If I had to pick an ideal length of time between our “dates” with Mike and Don I’d be hard pressed to come up with an answer. Daily would be too often because then it would feel like I’m not married to Dee myself, but sometimes even once a week doesn’t seem often enough especially when I'm climbing the walls to suck some cock. It all depends on mood in the end, I suppose. If we’re both feeling good without extra aches and pains and worries there doesn’t seem to be a feeling of too often when we see the guys. When life throws us a steady series of curves, though, sometimes even that week sneaks up awfully fast and though both of the guys totally understand if we need to postpone a date, we hate to do it.

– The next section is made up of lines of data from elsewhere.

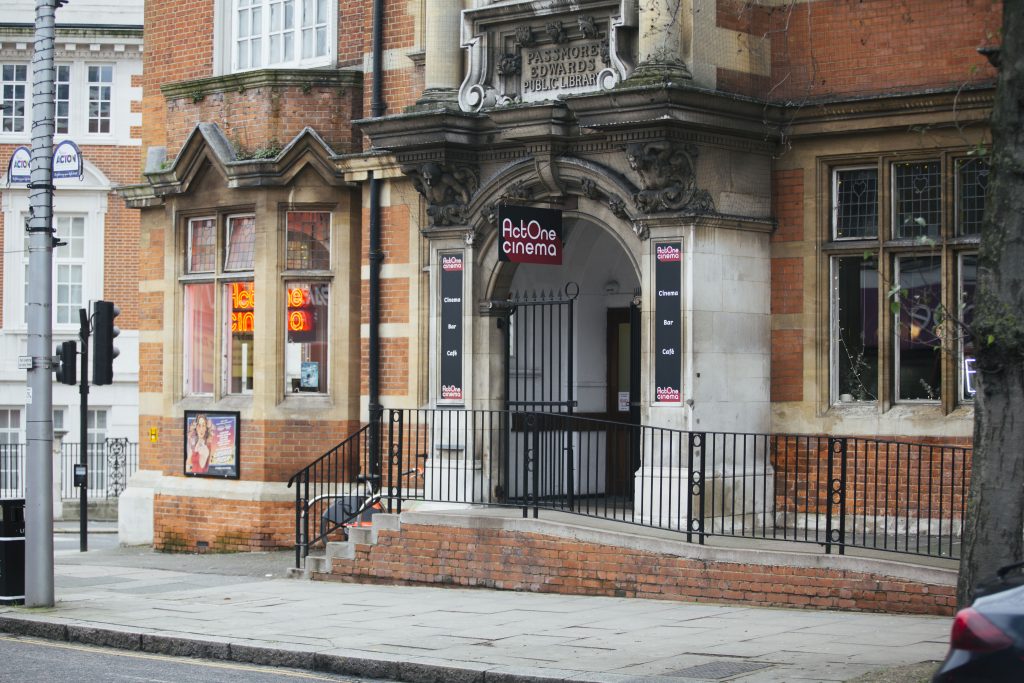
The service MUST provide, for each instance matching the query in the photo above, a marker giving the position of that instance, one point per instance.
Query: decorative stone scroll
(448, 189)
(520, 56)
(667, 178)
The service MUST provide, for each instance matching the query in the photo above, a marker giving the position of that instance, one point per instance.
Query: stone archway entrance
(571, 346)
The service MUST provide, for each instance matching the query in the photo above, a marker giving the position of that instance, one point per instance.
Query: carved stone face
(430, 173)
(634, 155)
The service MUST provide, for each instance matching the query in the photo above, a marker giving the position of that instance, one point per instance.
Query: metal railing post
(694, 492)
(837, 496)
(395, 449)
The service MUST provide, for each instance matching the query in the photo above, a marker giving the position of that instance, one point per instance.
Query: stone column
(442, 68)
(666, 35)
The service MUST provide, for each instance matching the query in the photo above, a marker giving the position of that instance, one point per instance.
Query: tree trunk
(993, 534)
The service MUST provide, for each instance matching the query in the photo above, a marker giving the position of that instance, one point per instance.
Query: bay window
(307, 299)
(231, 313)
(902, 270)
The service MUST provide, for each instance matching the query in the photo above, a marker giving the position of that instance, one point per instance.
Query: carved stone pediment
(448, 189)
(668, 177)
(535, 51)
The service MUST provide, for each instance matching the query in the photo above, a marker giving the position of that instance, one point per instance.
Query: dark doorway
(623, 397)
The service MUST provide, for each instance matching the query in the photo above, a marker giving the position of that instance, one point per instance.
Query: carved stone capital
(448, 189)
(668, 178)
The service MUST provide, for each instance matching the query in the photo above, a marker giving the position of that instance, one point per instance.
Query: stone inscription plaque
(554, 70)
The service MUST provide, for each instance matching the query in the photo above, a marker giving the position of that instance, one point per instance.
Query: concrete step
(342, 550)
(363, 535)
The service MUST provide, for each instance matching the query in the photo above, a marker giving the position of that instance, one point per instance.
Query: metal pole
(39, 396)
(376, 254)
(83, 433)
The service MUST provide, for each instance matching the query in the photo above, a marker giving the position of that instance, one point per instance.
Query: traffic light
(67, 358)
(103, 350)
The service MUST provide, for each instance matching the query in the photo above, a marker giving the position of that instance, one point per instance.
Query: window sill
(305, 400)
(262, 78)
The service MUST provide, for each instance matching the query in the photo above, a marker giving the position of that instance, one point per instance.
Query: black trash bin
(12, 551)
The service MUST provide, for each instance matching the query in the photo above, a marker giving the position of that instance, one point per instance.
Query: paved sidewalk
(240, 607)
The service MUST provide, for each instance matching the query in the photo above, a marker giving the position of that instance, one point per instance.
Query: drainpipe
(375, 253)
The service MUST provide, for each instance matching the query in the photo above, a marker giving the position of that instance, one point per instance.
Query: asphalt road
(28, 659)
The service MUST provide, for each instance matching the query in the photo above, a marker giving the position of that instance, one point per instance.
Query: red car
(987, 640)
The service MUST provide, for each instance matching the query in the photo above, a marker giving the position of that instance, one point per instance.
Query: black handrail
(332, 476)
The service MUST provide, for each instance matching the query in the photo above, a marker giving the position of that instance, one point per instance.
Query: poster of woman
(211, 444)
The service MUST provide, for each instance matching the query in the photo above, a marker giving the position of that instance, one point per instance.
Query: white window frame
(962, 370)
(61, 259)
(109, 85)
(226, 28)
(57, 99)
(26, 99)
(219, 278)
(11, 460)
(96, 447)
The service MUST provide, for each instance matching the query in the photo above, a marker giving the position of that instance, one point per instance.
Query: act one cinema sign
(527, 235)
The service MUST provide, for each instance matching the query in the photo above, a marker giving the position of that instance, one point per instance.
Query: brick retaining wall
(504, 558)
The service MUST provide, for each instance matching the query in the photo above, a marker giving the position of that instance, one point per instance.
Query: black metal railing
(110, 465)
(324, 482)
(838, 493)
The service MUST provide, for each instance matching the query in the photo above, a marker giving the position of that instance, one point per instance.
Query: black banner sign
(451, 375)
(527, 235)
(668, 336)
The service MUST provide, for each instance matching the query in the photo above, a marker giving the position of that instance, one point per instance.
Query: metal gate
(539, 380)
(539, 351)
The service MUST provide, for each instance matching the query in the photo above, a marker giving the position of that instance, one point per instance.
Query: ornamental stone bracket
(668, 179)
(446, 187)
(534, 51)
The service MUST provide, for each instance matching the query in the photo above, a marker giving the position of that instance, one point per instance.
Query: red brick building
(763, 171)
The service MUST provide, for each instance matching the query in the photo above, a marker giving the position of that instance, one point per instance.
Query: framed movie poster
(211, 446)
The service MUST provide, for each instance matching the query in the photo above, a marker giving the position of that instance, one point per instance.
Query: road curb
(407, 670)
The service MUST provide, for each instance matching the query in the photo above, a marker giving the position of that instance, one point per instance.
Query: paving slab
(195, 606)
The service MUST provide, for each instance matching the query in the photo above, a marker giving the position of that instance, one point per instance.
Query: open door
(623, 398)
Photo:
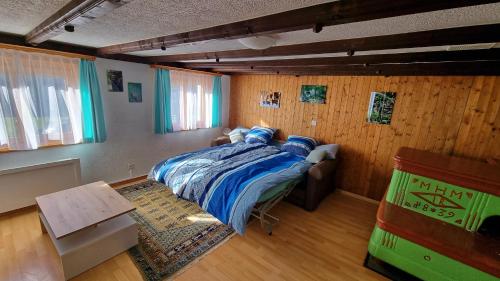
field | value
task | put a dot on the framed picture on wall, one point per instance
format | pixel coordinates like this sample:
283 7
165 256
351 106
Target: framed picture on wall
270 99
115 81
381 107
134 92
313 94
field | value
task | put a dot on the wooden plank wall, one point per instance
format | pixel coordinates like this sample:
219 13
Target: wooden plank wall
446 114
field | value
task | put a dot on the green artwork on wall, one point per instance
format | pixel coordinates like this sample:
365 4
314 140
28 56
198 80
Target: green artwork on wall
381 107
313 94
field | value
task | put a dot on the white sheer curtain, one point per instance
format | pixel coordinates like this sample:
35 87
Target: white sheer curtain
190 100
40 101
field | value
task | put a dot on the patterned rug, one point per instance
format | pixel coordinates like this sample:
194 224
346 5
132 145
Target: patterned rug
172 232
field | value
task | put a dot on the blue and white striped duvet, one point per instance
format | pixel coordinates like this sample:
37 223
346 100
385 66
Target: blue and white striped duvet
227 180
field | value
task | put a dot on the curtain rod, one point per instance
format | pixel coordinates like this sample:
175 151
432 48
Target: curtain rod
185 69
45 51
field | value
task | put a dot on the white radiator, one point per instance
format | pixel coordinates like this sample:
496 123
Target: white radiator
20 186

No matter how long I pen this blog there are elements of sharing Dee that I’ll never adequately express in my words. Hell, for most of you I’ve probably not even gotten beyond convincing you that I’m not completely off my rocker for doing it in the first place. There is something, though, so alive in me, so vibrant when I’m watching my dear wife make love with her heart and soul and body to one of her lovers - something that is in essence ineffable. I know that Dee herself as well as Mike and Don feel it too, though they can no better form it into sentences than I can. At this point in my life I can’t imagine being without a regular hit of that inexpressible feeling. It’s like an addictive drug, and when I get my fix all’s good and right with the world.
Crazy, eh? Remember... I never claimed to be normal. I don't think I'd want to be.